The hike up to Ptarmigan Cirque was not a long hike - only about 5 kms. total, but we gained 230 metres of elevation going up 2.5 kms, and then we had to descend straight down those 230 meters for 2.5 kms. on the way back! But the scenery was breathtaking, and my feet felt great! AND we met no bears. I guess my yelling, singing, and jingling of the bear bells worked!

We felt so good, that we went for a second hike. Another sign - more bear sightings in the area, and the warning to proceed with caution. Gulp! 

This time, we hiked 1.3 kms. in to Elbow Lake, gaining 150 metres in elevation - basically straight up, with no level places. The lake was fantastic - such an amazing color of green that you would think it had food coloring in it! But then came the straight down hike of the 1.3 kms - which you would think would be a relief from going up, but it is actually harder!

At the end of the day, when I took off my Keens, my feet were not blistered, not sore, and not even hot! The boots were no longer hiking virgins, and I was a happy hiker! I LOVE my new boots!!!!

As we were driving along the highway to leave the Park, there was a herd of Rocky Mountain Sheep on the road. We had to slow down and pull off the highway as they were blocking both lanes, licking the pavement. Who knows why...there is no salt on this part of the road as it is closed during the winter. In the herd, there were some babies, so I grabbed my camera and jumped out of the Jeep to get a few shots. Here's the one I like best...

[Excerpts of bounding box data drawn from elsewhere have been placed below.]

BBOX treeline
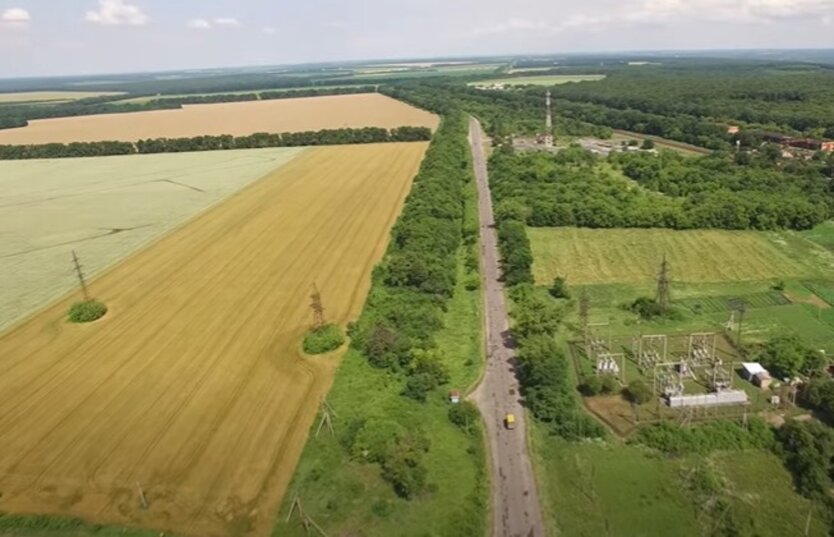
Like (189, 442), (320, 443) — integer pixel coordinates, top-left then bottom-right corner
(509, 284), (605, 440)
(380, 81), (611, 140)
(348, 111), (478, 499)
(552, 63), (834, 139)
(0, 85), (376, 129)
(490, 143), (834, 230)
(0, 126), (431, 160)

Mama and baby Rocky Mountain Sheep

All in all, it was a great day. We are already planning our next day of hiking (as soon as my calves stop hurting) and this time we have a can of bear spray. WOW it's expensive! A one-time-use can for $26.99. But really, I guess if we need to use it, and it works, I will be extremely happy to have spent what will seem like a small amount to save a couple of lives.